Он вытащил из костра глиняный шар, ударил им о землю. Обожженная глина раскололась, освободив птицу. Мясо ее, тушившееся без воздуха, распространяло такой аромат, что собаки заскулили, а Алсуфьев в театральном восторге поднял глаза к небу.
— О мой доблестный Тартарен! — воскликнул он напыщенно.
Виктор уже не сомневался, что если они с Алсуфьевым не расстанутся, то отныне к обращению «amiсо» прибавится еще и новое прозвище — имя великого охотника из Тараскона.
— О мой славный Тартарен! Если уж ты решил угостить меня, не медли, ибо кто дает сразу, дает дважды!
Ели молча, с жадностью. Не забыли и собак. После глухаря принялись за лепешки из чумизы, испеченные еще в фанзе на дорогу. Кое-как утолив голод, напились чаю и, разомлев от усталости, стали устраиваться на ночлег.
— Вы где ляжете, Павел Львович?
— С той стороны… Но придется ведь и караулить.
— Конечно. До полуночи караулить буду я.
— Ладно.
— Надо еще окуриться.
— Да, да, не то заедят нас, проклятые!
Они подбросили в огонь побольше листьев, чтобы дымом хоть немного отогнать мошкару, тучей носившуюся в воздухе.
Был тот неуловимый промежуток между днем и ночью, наступающий после захода солнца, когда мир напоминает фотоаппарат, из которого вынут негатив и остался только неподвижный раскрытый окуляр. Но вот где-то в просторах неба легонько заколыхался сумрак, и все утратило третье измерение. Ни глубины, ни плотности — только контуры, неясные, как тень как предчувствие. И вот уже рождаются новые звуки, начинается жизнь ночи. Ночным стал воздух, ночными стали все запахи вокруг. Трава в росе, дикий розмарин пахнет сильнее. Аромат его одуряет.
— Багульник, — бормочет Алсуфьев. — Опасное место. Здесь можно отравиться.
Виктор знает, что не следует располагаться там, где растет болотный розмарин. Но он сам выбрал это место и потому считает нужным выразить сомнение:
— Никогда про это не слыхал.
— Да со мной самим когда-то так было. Меня подобрали в обмороке, а потом целый день болела голова, совсем как от угара.
На другом берегу речки загораются блуждающие огоньки над трухлявым буреломом. Они пляшут между деревьями и словно манят к себе.

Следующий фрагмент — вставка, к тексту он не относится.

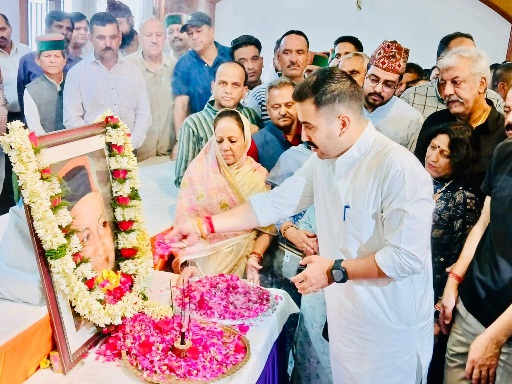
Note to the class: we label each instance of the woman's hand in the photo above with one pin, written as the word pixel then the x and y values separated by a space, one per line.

— Можно подумать, что это духи…
На слова Виктора Алсуфьев вдруг отозвался глухо и строго:
— А ты не смейся. Духи существуют.
— Вы их видели?
— Видел. И не раз. В Петербурге мы устраивали спиритические сеансы.
— Чего ради?
— Ну, видишь ли… Голод, мороз, революция… Это же был восемнадцатый год. Полнейший хаос… А профессор Потанин, папин коллега, специалист по древней философии, интересовался спиритизмом. И нашелся как раз один субъект, отличный медиум.
— И кто же вам являлся?
— Разные духи. Чаще всего — дух первобытного человека. Впечатление потрясающее! Не забывай — это же было в Петербурге в тот страшный год. В квартире давно не топлено, все обледенело. На люстрах — сосульки, гостиная похожа на темную пещеру, люди сидят голодные, съежившись, в шубах… И вдруг столик начинает трястись, вспыхивает огонек, дрожит в воздухе, как темечко новорожденного, растет, ширится — и вот уже перед нами видение: косматый получеловек, низкий лоб, приплюснутый нос, глаза обезьяньи… Мы вопрошаем: «Что с нами будет?» А он выстукивает: «Morte sua mori… Мorte sua…»[9]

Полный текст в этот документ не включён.